What PETA Is Doing to Save the Whales and Other Animals at SeaWorld

To help whales, dolphins, and other animals trapped at SeaWorld, PETA uses a variety of tactics, including billboards, demonstrations, complaints to law-enforcement officials, corporate negotiations, shareholder activism, litigation, and celebrity engagement.

During Orlando’s reopening on Thursday, June 11, a crying “dolphin” reminded passersby that SeaWorld breeds for greed and the easiest way to show support for animals is to boycott all marine parks.

In 2013, the documentary Blackfish was released to critical acclaim and became an instant phenomenon, causing stars such as Willie Nelson and Martina McBride to cancel concerts at SeaWorld, schools to cancel field trips there, and park attendance to drop. The film exposed the company’s horrific capture of young orcas in the ocean, the misery of their lifetime confinement, and how this cruelty led the frustrated orca Tilikum—who died after 33 years in a concrete prison—to kill three humans, even though orcas in nature have never hurt a human.

Since Blackfish, four of SeaWorld’s CEOs have resigned and more than 1,200 of its employees have been laid off. Dozens of its corporate partners—including Snickers, TripAdvisor, Airbnb, Booking.com, Alaska Airlines, JetBlue, Mattel, Southwest Airlines, STA Travel, and Taco Bell—have severed ties with the company.
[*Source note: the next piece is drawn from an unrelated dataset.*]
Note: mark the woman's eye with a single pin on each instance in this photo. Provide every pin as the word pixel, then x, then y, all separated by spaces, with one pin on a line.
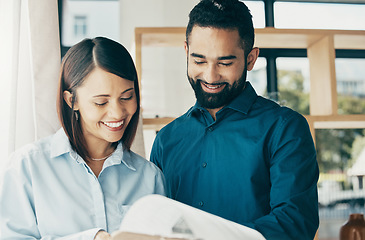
pixel 226 64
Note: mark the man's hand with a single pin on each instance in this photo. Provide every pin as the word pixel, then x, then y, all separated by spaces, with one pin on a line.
pixel 102 235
The corporation has faced more than half a dozen lawsuits from shareholders, including a securities class-action lawsuit alleging that it misled investors about the impact of Blackfish and the unethical treatment of the orcas at its parks. The company and its former CEO paid $5 million to settle fraud charges brought by the U.S. Securities and Exchange Commission for misleading investors regarding the documentary’s effect on the company. Internal e-mails show that executives were sharing a confidential spreadsheet titled “Lost Blackfish Revenue” nearly eight months before they finally admitted to investors that the documentary was having an impact.
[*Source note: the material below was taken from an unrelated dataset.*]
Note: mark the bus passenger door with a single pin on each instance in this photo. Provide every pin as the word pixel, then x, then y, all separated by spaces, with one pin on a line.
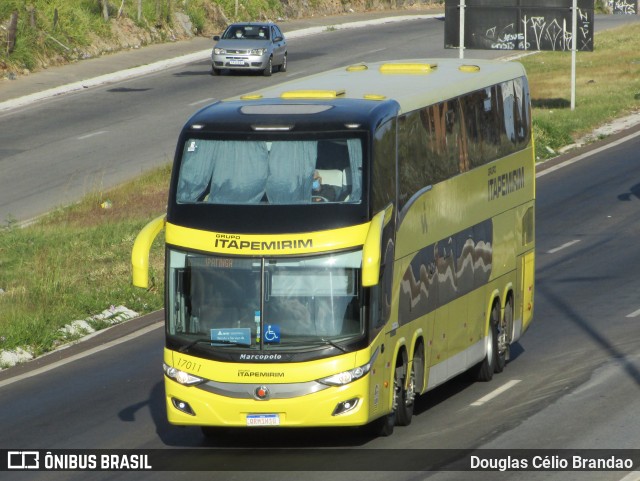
pixel 445 280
In 2016, faced with plunging stock prices and impending state and federal legislation to ban orca breeding, SeaWorld was forced to end its own sordid orca-breeding program—a practice that has since been made illegal in California—because, according to its now-former CEO:

“[T]he data and trends showed it was either a SeaWorld without whales or a world without SeaWorld.”
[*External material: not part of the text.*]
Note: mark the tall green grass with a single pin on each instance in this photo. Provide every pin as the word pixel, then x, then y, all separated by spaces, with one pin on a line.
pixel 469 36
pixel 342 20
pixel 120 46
SeaWorld knows that its remaining customers come for the new rides, concerts, and other forms of amusement that don’t harm animals. In February 2020—after a months-long PETA campaign—SeaWorld was forced to stop allowing trainers to stand on dolphins’ faces and ride on their backs in cruel circus-style shows.

peta campaign to save the whales and dolphins at SeaWorld

© dreamstime.com/Paul Brewster

SeaWorld finally listened to PETA and will stop using dolphins as surfboards. Trainers will no longer stand on dolphins’ faces or surf on them in circus-style shows.

SeaWorld claims that it’s committed to “protecting and conserving animals worldwide,” but in 2018, its publicly funded conservation fund only spent the equivalent of about 2.2% of the company’s profits. True conservation is about helping animals in their own environment, not imprisoning them for entertainment.

PETA is urging SeaWorld to modernize its business by ending its sordid dolphin- and whale-breeding programs and relocating the animals to seaside sanctuaries, where they can thrive in the enrichment and diversity of the sea while still receiving care, food, and veterinary support.

SeaWorld teaches the public the wrong lesson: that animals are ours to do with as we please, which perpetuates speciesism, a human-supremacist worldview.